I am a new to Elastic stack and I am using Filebeat AWS module's vpcflow to fetch data from S3 through SQS. It works fine for a few hundred thousand documents, but after that I don't see any new document in Elasticsearch index.
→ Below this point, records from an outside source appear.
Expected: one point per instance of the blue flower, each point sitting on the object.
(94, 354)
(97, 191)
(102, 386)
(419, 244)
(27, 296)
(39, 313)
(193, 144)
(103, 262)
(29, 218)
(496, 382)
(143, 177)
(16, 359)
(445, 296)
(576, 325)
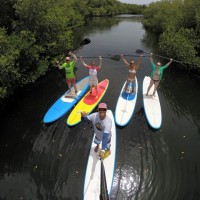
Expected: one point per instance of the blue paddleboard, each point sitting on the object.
(66, 101)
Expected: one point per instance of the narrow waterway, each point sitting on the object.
(41, 161)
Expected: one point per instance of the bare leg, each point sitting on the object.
(155, 88)
(91, 86)
(96, 91)
(133, 88)
(75, 88)
(125, 88)
(96, 148)
(150, 85)
(69, 87)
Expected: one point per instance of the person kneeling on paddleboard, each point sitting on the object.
(102, 127)
(93, 69)
(156, 74)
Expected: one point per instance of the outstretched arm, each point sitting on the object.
(125, 61)
(100, 63)
(139, 61)
(58, 64)
(73, 55)
(81, 58)
(169, 62)
(151, 58)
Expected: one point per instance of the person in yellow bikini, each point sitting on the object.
(156, 74)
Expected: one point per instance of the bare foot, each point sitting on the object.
(96, 148)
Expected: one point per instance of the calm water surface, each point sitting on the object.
(41, 161)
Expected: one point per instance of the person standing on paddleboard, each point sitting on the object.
(69, 71)
(93, 69)
(131, 72)
(156, 74)
(102, 127)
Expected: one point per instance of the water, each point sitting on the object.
(48, 161)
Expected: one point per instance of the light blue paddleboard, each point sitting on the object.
(64, 104)
(126, 105)
(152, 106)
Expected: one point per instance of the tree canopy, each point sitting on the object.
(34, 32)
(177, 22)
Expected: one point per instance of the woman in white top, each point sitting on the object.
(131, 72)
(93, 69)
On restarting the Filbeat container, data starts moving again and stops again after 200000 - 300000 documents.
My flow is: S3 --> SQS --> Filebeat --> Logstash --> Elasticsearch Index
Things look fine to me, Filebeat and Logstash docker logs has no errors or warnings and look normal.
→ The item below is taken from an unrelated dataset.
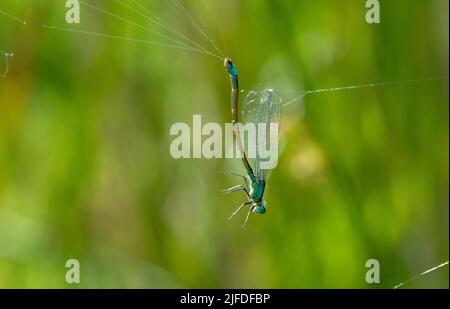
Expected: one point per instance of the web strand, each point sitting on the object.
(372, 85)
(421, 275)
Filebeat docker logs look like:
|2021-07-29T12:34:34.451Z|INFO|[monitoring]|log/log.go:144|Non-zero metrics in the last 30s|{monitoring: {metrics: {beat:{cgroup:{cpuacct:{total:{ns:18501726}}},cpu:{system:{ticks:8920},total:{ticks:73170,time:{ms:21},value:73170},user:{ticks:64250,time:{ms:21}}},handles:{limit:{hard:1048576,soft:1048576},open:10},info:{ephemeral_id:20bbba13-a550-4736-9100-5d5e9bc8d253,uptime:{ms:18210111}},memstats:{gc_next:22657664,memory_alloc:11578696,memory_total:8351052936,rss:79257600},runtime:{goroutines:24}},filebeat:{harvester:{open_files:0,running:0}},libbeat:{config:{module:{running:1},scans:3},output:{events:{active:0}},pipeline:{clients:6,events:{active:2069}}},registrar:{states:{current:0}},system:{load:{1:0.08,15:0.02,5:0.06,norm:{1:0.04,15:0.01,5:0.03}}}}}}|
|---|---|---|---|---|---|
|2021-07-29T12:35:04.450Z|INFO|[monitoring]|log/log.go:144|Non-zero metrics in the last 30s|{monitoring: {metrics: {beat:{cgroup:{cpuacct:{total:{ns:9612964}}},cpu:{system:{ticks:8930,time:{ms:5}},total:{ticks:73180,time:{ms:8},value:73180},user:{ticks:64250,time:{ms:3}}},handles:{limit:{hard:1048576,soft:1048576},open:10},info:{ephemeral_id:20bbba13-a550-4736-9100-5d5e9bc8d253,uptime:{ms:18240110}},memstats:{gc_next:22657664,memory_alloc:12050688,memory_total:8351524928,rss:79257600},runtime:{goroutines:24}},filebeat:{harvester:{open_files:0,running:0}},libbeat:{config:{module:{running:1},scans:3},output:{events:{active:0}},pipeline:{clients:6,events:{active:2069}}},registrar:{states:{current:0}},system:{load:{1:0.05,15:0.01,5:0.05,norm:{1:0.025,15:0.005,5:0.025}}}}}}|
Logstash docker logs look like:
[2021-07-29T07:29:45,822][INFO ][logstash.runner ] Starting Logstash {"logstash.version"=>"7.12.1", "jruby.version"=>"jruby 9.2.13.0 (2.5.7) 2020-08-03 9a89c94bcc OpenJDK 64-Bit Server VM 11.0.10+9 on 11.0.10+9 +indy +jit [linux-x86_64]"}
[2021-07-29T07:29:47,985][INFO ][logstash.agent ] Successfully started Logstash API endpoint {:port=>9600}
[2021-07-29T07:29:50,446][INFO ][org.reflections.Reflections] Reflections took 52 ms to scan 1 urls, producing 23 keys and 47 values
[2021-07-29T07:29:50,913][WARN ][deprecation.logstash.inputs.beats] Relying on default value of `pipeline.ecs_compatibility`, which may change in a future major release of Logstash. To avoid unexpected changes when upgrading Logstash, please explicitly declare your desired ECS Compatibility mode.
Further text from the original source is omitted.